Bonds of iStar Financial Inc. have surged to the highest levels in almost two years as the commercial real estate lender renegotiates $3.9 billion of debt maturing through next year.
The New York company's $508.7 million of 8.625% notes due in 2013 have more than tripled to 87.75 cents on the dollar from 28 cents in March 2009, according to Trace, the bond price reporting system of the Financial Industry Regulatory Authority. The cost to protect against its debt defaulting has declined to the lowest level since July 2008, according to CMA DataVision.

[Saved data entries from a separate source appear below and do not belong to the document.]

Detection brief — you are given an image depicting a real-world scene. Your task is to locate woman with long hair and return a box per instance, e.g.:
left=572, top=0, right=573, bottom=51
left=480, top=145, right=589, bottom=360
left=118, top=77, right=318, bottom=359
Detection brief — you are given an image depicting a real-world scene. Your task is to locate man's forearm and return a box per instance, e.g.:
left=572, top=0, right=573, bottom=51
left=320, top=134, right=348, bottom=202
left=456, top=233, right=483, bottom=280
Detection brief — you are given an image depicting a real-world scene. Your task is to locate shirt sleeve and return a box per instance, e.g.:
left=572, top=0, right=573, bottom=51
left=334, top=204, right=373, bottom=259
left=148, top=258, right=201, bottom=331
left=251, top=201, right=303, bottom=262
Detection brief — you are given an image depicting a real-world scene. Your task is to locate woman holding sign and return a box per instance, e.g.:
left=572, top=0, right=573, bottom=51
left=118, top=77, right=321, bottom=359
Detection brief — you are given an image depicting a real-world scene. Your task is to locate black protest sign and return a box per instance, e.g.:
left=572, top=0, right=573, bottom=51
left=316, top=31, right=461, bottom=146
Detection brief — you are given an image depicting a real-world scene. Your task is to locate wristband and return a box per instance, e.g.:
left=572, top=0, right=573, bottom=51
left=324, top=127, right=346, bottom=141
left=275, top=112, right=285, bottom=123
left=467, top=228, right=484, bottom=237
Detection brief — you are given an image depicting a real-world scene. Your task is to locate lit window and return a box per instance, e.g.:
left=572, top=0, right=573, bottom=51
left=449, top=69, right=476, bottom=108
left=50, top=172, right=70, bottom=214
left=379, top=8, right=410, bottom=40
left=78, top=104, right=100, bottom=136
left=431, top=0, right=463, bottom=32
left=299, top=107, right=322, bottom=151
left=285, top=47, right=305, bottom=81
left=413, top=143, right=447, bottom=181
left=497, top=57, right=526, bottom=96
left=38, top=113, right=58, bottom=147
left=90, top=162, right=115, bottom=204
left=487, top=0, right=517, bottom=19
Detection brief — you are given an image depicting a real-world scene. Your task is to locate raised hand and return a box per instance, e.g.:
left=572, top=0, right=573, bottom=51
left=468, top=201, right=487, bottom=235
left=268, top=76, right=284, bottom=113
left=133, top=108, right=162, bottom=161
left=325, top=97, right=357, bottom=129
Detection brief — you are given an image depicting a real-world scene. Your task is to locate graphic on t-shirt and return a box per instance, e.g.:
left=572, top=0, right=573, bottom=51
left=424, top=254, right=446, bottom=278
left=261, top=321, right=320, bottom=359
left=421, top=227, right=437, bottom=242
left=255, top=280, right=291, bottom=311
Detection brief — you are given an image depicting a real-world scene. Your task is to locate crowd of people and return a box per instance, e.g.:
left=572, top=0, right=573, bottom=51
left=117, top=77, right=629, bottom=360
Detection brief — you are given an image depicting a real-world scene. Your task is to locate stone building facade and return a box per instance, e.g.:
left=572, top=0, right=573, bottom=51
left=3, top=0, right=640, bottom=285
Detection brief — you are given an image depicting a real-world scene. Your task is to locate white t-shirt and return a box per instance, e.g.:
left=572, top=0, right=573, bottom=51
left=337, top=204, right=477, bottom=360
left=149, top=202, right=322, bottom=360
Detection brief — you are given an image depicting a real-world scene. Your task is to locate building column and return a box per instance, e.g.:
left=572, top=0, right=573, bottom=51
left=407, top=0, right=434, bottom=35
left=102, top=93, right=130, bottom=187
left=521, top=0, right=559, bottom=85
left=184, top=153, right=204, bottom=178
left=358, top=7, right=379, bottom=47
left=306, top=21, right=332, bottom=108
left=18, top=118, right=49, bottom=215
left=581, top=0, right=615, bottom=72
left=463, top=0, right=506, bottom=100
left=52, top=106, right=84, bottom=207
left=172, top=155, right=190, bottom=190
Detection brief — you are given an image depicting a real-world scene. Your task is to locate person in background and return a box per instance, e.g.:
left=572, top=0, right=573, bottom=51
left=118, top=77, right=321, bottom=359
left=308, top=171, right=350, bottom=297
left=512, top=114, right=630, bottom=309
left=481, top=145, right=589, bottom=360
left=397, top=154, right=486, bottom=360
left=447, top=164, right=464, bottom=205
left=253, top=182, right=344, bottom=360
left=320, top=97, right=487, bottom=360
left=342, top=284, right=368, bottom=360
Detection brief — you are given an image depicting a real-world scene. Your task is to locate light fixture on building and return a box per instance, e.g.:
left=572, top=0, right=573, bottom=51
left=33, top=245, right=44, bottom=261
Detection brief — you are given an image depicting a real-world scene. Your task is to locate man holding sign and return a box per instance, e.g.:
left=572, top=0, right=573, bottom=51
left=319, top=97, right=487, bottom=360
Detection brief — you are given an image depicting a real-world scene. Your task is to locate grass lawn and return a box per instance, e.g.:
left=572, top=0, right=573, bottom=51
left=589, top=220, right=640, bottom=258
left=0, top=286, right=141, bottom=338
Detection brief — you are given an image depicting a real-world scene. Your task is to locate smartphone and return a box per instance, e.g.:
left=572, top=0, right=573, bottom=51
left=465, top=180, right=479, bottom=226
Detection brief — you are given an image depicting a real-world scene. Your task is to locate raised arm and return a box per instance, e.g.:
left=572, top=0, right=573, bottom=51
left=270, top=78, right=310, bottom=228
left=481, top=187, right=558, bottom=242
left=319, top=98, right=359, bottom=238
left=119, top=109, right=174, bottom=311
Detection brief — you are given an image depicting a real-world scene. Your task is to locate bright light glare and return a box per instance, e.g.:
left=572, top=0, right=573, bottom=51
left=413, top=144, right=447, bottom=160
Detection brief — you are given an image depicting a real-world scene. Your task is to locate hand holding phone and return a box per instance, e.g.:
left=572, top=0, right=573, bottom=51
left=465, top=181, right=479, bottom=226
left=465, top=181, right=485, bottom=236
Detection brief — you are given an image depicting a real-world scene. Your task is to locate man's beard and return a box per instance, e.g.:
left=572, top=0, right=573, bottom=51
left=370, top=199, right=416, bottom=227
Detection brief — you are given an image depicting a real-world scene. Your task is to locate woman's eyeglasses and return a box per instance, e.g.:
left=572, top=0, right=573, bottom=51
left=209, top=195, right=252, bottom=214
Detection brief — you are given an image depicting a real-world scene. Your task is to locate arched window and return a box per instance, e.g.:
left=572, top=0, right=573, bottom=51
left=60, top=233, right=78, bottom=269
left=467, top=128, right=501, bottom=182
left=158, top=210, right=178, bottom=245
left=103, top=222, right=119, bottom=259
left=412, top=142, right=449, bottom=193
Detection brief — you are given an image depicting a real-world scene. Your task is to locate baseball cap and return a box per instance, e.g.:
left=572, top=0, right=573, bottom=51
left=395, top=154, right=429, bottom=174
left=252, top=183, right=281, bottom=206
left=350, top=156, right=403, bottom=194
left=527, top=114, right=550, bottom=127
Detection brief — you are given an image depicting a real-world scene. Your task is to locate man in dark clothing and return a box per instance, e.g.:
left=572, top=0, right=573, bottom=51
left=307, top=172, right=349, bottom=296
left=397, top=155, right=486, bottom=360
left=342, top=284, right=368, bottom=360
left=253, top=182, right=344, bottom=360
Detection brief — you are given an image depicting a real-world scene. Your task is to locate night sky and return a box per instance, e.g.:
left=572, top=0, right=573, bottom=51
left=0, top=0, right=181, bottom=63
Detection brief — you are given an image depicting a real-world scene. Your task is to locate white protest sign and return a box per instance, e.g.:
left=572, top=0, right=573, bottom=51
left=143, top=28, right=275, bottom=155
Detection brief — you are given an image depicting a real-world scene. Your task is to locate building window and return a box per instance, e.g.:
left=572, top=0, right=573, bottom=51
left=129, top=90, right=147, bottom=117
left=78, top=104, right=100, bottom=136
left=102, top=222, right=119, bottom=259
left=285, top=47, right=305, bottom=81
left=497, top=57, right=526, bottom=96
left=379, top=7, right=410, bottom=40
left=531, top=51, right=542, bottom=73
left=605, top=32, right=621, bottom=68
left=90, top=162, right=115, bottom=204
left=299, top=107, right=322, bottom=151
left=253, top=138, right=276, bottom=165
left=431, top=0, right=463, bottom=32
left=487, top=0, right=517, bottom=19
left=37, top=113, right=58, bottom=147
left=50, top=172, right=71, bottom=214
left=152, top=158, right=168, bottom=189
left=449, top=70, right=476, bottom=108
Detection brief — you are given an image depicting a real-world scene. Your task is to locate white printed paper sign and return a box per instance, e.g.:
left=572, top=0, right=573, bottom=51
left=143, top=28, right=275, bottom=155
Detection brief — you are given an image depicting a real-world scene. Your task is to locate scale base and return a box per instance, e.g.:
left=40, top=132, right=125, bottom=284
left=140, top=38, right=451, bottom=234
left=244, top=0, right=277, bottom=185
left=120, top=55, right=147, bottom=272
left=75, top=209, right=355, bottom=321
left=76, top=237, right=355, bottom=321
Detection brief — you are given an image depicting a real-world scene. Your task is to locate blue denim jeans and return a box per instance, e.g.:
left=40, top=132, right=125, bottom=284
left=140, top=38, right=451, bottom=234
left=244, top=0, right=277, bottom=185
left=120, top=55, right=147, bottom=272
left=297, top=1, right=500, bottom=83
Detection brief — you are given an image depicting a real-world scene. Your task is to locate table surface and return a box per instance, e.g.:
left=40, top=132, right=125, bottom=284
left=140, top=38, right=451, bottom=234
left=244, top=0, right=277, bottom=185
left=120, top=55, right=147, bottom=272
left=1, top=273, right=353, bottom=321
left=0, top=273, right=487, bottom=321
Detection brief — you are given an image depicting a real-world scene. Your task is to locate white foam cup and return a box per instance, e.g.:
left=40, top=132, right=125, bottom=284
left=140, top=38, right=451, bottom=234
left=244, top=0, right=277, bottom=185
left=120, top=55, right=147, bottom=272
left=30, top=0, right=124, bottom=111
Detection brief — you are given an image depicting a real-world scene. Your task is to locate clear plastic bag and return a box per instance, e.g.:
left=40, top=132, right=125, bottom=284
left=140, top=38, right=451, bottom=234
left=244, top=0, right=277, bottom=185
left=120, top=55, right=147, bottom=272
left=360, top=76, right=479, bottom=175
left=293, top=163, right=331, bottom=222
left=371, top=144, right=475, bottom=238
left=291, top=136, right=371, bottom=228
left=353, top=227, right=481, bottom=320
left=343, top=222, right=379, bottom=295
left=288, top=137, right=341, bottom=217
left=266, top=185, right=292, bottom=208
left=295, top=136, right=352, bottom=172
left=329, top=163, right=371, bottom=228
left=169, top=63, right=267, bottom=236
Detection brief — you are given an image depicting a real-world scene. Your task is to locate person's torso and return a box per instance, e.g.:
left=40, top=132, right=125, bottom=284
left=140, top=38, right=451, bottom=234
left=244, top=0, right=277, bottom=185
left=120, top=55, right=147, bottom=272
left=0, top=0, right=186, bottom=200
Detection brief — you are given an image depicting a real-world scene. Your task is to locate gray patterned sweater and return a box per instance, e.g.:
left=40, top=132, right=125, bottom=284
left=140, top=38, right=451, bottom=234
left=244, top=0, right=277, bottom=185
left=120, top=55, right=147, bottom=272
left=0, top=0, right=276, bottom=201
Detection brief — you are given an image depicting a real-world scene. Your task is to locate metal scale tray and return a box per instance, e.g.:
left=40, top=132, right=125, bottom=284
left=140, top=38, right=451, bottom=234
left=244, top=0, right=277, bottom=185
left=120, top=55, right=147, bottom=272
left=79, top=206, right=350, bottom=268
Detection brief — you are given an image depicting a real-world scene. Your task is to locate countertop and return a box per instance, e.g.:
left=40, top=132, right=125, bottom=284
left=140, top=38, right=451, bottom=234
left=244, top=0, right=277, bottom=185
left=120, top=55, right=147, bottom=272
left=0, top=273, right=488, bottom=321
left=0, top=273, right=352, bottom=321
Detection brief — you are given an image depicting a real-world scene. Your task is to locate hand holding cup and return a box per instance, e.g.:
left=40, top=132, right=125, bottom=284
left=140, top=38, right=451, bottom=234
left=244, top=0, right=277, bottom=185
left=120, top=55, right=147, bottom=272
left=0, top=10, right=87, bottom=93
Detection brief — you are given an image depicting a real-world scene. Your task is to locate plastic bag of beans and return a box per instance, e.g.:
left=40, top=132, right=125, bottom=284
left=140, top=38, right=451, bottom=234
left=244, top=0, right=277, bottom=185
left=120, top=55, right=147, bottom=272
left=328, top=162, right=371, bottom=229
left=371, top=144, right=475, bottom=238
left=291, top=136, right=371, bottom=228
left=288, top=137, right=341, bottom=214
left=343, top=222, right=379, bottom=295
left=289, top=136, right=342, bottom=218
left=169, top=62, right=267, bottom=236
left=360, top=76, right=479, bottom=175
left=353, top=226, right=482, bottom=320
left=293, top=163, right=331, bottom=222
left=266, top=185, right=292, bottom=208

The debt rally, fueled by improving credit markets and increased access to capital for finance companies, may be overdone given almost half of iStar's assets are nonperforming, said Adam Steer, a debt analyst at CreditSights Inc.
"The company lacks a viable business model right now," he said. "Banks will determine the endgame," rather than bondholders.
IStar, which provides loans to real estate investors ranging from the California Public Employees' Retirement System to Vornado Realty Trust, was planning to explore selling assets before approaching its banks regarding the 2011 loans, Jay Sugarman, iStar's chairman and chief executive, said in February.
Andrew Backman, the head of investor relations for iStar, did not respond to telephone messages or e-mail requests.
IStar has more than $7 billion of loans maturing through 2012, including $3.9 billion of bank debt coming due by June 28, 2011. Bank of America Corp. and JPMorgan Chase & Co. helped arrange the loan. The company also has $2.55 billion of bonds maturing through 2012.
"The pending negotiation with the bank group is a key item to monitor as the company requires added flexibility in terms of addressing its 2011 debt maturities," said analyst Michael Kim, senior vice president at CRT Capital Group in Stamford, Conn.
The banks may extend the debt, which would give iStar time to market some of its better assets and stave off restructuring, he said.
"IStar's banks are incentivized to work with the company because there is a large amount of commercial real estate that would be assumed in any balance sheet restructuring," Kim said.
IStar's debt was cut to below investment grade by Moody's Investors Service in September 2008.
Nonperforming assets are 42.7% of the portfolio and $718 million more, or 7.7% of loans, are on a watch list that could enter nonperforming status, Steer said.